The summer before my senior year of high school, I decided I
wanted to go out for a varsity sport. Though there were many reasons, they all
boiled down to this: I wanted to connect more with my father. You see growing
up I knew my dad was a real manly kind of man. He went loved hunting and
fishing, fixed things around the house and worked on cars because he liked it.
I wasn’t a huge fan of fishing (I found it kind of boring, but at least you
could read). I didn’t care for hunting (same as fishing, but without the book)
and I really, really wasn’t interested in rebuilding cars (Dad would have to
wait for my youngest sister to find a kindred spirit there). It’s not that I
ever thought my dad was disappointed in me. I knew he wasn’t. It was just that
there weren’t a lot of interests we had in common and I wanted more of a
connection with him.
So, I asked around among friends on the different teams
trying to find a sport that I had a chance of lettering in with only one
season. My friend Adam convinced me with this advice: “Running cross country is
easy. Step one: start running … that’s it. There is no step two.” (Advice I
would later hear eerily echoed by NPH’s Barney on How I Met Your Mother). I joined the team, I earned my varsity letter, got
the jacket, connected a bit more with my dad and learned that I hate running.
I’d rather walk.
For this reason, I was more than a little excited about
Charles Foster’s entry in the Ancient Practices Series, The Sacred
Journey. I envisioned a solitary
soul purposefully walking across deserts and scaling mountains.
It didn’t take long before I realized I had it all wrong.
Foster’s book is less about walking and more about moving.
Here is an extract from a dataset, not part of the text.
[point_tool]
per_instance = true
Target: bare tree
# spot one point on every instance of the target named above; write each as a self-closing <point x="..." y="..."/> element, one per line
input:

Moving from a place of normalcy in the name of God, in search of a place that
feels sacred where we can experience God more intimately, precisely and
poignantly. I very much enjoyed Foster’s interweaving of his own experiences
with the history of the importance of sacred journeys within the Christian
tradition.
I’m not as big a fan of one of his repeated claims
throughout his book, that God has a preference for the pilgrim and disdain for
those who settle. Though Foster points to Jesus’ status as a camping wanderer,
I just don’t buy that God hates the city. God can work just as decidedly in transforming
people in the city as He can on the road.
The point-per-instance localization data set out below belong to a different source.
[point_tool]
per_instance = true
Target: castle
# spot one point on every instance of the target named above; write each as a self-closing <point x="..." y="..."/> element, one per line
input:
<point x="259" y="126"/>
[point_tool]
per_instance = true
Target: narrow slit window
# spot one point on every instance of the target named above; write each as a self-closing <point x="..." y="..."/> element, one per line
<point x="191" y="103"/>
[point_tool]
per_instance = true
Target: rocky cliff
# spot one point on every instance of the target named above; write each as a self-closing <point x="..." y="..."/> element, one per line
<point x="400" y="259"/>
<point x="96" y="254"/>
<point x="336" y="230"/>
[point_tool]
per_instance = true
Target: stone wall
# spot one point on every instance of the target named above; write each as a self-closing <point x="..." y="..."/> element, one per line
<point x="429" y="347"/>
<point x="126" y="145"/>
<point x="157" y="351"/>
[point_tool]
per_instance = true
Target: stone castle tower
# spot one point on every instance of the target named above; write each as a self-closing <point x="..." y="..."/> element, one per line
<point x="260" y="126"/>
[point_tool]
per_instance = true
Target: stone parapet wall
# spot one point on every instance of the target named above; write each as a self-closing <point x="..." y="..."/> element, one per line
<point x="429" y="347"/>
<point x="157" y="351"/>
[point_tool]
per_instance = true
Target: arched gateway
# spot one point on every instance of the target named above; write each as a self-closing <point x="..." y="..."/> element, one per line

In spite of my main issue with it, I recommend you pick up The Sacred Journey. It will challenge you in a way that I imagine you haven't been challenged before. It'll be good for you.
Disclosure of Material Connection:
I received this book free from Thomas Nelson Publishers as part of their BookSneeze.com book review bloggers program. I was not required to write a positive review. The opinions I have expressed are my own. I am disclosing this in accordance with the FTC's “Guides Concerning the Use of Endorsements and Testimonials in Advertising.”